Drink by the Numbers
When it comes to American lagers, Uncorkd’s customers that fall into the full-service restaurant segment stock and sell far more lagers than their beer bar counterparts. Take a look at the average menu breakdown across all restaurants that use Uncorkd:
It’s clear that full-service restaurants put a lot of focus on American lagers. It makes sense, the highest selling beers in the world are macro produced lagers. There is a large market for lagers, and with many restaurants focusing on wine sales to pair with food and fuel their beverage sales, it stands to reason that restaurants would play it safe with beer selection and stick to lagers.
But let’s take a look at which beers restaurant customers are interested in.

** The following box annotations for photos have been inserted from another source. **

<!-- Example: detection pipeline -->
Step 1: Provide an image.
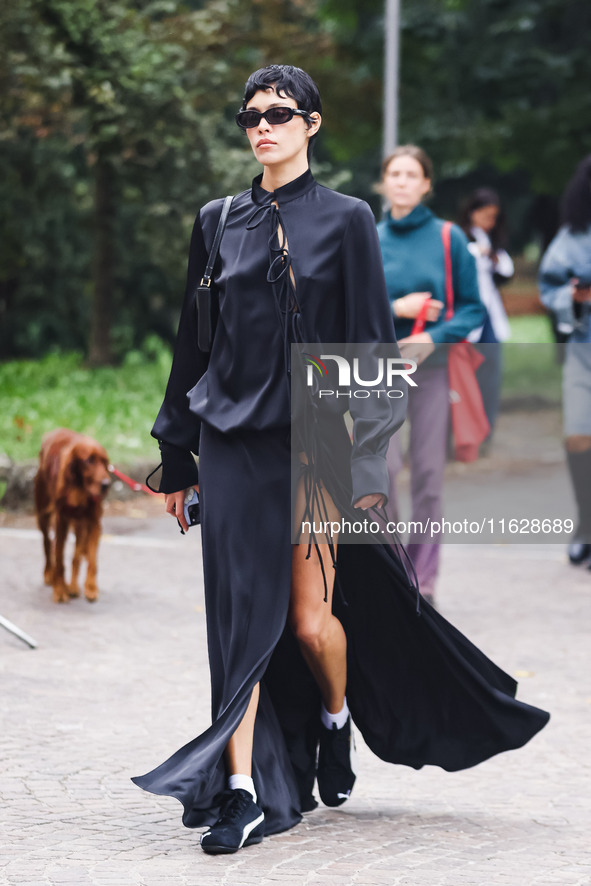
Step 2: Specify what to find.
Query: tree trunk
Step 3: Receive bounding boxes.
[88,154,115,366]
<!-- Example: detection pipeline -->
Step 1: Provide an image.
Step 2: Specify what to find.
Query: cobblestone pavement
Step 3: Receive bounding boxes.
[0,502,591,886]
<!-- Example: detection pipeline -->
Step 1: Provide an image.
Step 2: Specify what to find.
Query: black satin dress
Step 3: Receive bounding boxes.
[133,171,548,834]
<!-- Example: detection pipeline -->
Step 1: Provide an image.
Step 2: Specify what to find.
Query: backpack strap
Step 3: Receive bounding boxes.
[195,197,234,352]
[441,222,454,320]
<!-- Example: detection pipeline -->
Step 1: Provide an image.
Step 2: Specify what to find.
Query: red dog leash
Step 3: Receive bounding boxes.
[109,465,161,495]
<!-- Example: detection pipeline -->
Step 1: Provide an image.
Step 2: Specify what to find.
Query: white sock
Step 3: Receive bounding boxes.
[228,774,257,803]
[320,699,349,729]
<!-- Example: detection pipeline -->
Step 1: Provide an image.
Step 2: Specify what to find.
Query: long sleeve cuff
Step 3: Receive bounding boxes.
[158,440,199,493]
[351,455,390,505]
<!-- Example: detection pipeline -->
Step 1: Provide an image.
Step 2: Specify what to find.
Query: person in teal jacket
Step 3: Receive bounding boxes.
[378,145,486,602]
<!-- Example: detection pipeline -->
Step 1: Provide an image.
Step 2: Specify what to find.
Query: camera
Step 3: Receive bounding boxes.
[181,489,201,532]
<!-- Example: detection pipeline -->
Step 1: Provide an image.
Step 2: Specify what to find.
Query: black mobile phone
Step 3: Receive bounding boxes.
[177,489,201,535]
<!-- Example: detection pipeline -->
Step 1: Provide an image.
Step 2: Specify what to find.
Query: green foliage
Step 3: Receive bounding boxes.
[0,0,591,361]
[0,336,171,464]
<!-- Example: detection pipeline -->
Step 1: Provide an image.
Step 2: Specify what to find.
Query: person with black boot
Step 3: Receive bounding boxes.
[539,154,591,569]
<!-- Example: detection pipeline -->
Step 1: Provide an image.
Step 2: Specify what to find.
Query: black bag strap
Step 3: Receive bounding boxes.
[195,196,234,352]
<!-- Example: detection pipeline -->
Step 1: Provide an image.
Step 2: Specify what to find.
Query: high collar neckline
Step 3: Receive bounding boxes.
[252,169,315,206]
[387,203,433,231]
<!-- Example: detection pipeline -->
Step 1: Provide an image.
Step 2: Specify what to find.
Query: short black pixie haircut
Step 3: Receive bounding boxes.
[242,65,322,159]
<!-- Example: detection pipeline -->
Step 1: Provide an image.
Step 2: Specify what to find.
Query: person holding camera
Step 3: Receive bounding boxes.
[539,154,591,569]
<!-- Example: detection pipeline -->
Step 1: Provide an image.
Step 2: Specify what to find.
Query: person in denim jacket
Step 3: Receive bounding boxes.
[539,154,591,569]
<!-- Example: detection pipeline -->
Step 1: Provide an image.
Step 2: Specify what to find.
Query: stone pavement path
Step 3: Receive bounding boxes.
[0,517,591,886]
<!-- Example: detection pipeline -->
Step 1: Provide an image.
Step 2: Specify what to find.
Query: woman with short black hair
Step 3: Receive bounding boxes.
[134,65,547,853]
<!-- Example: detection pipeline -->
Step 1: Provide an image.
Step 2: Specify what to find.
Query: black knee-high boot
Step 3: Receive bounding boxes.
[566,449,591,563]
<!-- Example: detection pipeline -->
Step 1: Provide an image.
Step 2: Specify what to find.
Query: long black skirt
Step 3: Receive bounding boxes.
[133,425,549,834]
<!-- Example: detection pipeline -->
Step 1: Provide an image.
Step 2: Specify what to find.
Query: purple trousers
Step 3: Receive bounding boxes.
[386,366,449,595]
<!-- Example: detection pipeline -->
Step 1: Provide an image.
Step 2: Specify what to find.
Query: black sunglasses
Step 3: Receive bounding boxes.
[236,107,310,129]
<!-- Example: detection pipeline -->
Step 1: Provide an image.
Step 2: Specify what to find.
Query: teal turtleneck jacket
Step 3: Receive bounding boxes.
[378,204,486,344]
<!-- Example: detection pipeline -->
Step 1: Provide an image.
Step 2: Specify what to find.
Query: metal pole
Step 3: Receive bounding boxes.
[383,0,400,156]
[0,615,37,649]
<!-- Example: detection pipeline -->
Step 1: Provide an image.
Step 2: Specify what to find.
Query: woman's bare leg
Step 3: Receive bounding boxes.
[226,683,260,775]
[289,544,347,714]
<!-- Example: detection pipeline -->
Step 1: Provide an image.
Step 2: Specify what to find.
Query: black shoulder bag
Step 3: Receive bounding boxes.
[195,197,234,352]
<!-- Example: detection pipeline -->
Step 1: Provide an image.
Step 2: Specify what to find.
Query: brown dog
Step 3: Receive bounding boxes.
[35,428,111,603]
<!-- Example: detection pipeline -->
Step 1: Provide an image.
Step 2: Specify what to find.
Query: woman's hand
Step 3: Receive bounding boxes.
[392,292,443,323]
[570,277,591,304]
[398,332,435,366]
[164,484,199,532]
[353,492,386,511]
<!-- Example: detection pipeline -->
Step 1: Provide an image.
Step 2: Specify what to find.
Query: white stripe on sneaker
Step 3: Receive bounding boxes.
[238,812,265,849]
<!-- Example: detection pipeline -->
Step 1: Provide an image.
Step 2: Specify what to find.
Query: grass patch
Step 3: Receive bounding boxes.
[502,314,562,403]
[0,338,171,464]
[509,314,554,344]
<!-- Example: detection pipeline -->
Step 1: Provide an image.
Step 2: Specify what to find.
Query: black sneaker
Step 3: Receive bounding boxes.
[201,788,265,855]
[316,715,355,806]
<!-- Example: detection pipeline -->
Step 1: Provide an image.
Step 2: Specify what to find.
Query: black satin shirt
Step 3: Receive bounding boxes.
[152,170,405,495]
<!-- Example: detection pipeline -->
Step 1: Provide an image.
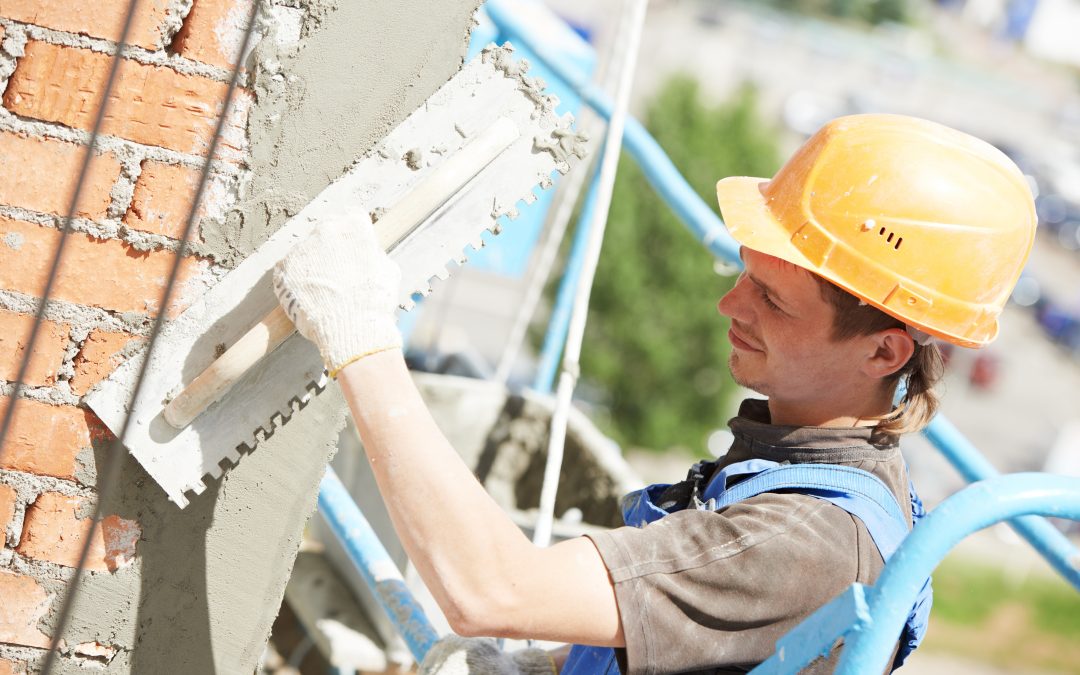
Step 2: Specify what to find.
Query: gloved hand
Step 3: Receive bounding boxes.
[273,216,402,377]
[420,635,557,675]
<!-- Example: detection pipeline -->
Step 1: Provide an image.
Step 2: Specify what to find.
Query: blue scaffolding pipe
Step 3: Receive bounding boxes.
[532,157,603,394]
[319,467,438,663]
[922,415,1080,591]
[826,473,1080,675]
[484,0,739,260]
[484,0,1080,589]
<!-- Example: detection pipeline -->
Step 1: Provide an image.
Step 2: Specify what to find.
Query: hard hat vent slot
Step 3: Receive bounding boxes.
[878,227,904,251]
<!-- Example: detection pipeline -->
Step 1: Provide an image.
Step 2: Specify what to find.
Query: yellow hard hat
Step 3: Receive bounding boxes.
[716,114,1037,347]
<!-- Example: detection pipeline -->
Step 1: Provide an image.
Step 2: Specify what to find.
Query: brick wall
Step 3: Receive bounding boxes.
[0,0,251,675]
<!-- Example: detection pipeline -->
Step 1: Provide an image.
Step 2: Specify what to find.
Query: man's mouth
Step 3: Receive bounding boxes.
[728,322,765,352]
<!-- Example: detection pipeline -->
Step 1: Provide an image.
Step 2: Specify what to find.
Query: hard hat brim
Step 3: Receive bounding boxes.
[716,176,997,349]
[716,176,821,274]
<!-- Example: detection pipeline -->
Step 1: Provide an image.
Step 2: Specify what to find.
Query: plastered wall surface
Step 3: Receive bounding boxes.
[0,0,478,673]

It looks like restaurants might be playing it too safe when it comes to the number of menu placements they devote to American lagers. Pale Ales garner the most customer attention, which is hardly surprising. Not many pale ales are produced by big brewers like AB-Inbev though, so maybe restaurant customers across the board are more adventurous drinkers than restaurant operators give them credit for.
Let’s take a look at the break down between “micro” or craft lagers, or craft and “macro” lagers, or mass produced domestic lagers like Bud Light.
WOAH! What gives restaurant bar managers and beverage directors? No love for the little guys?! That’s a pretty remarkable difference. 81.1% of the American lager menu placements are dedicated to macro brewed lagers. Less than a 1/5 of menu placements are craft brewers. This is the perfect area for restaurants capitalize on to stay with trends while not alienating their customer base.
Data Bites Take Away:
- For restaurants looking to modernize their beer offerings, the craft lager is a great place to start. You can convert macro drinkers into craft drinkers with the softest of sales pitches.
- You can start building a stronger relationship with local brewers, which will give you access to limited releases, partnership and marketing opportunities, and a wider appeal to younger drinkers who are stingy with their dining dollars.
- Craft lagers sell at a higher price point, which is great for your server’s check averages
- This is also a great place for craft brewers who are looking to build on years of growth and fortify their brewing operations against the inevitable bubble bursting.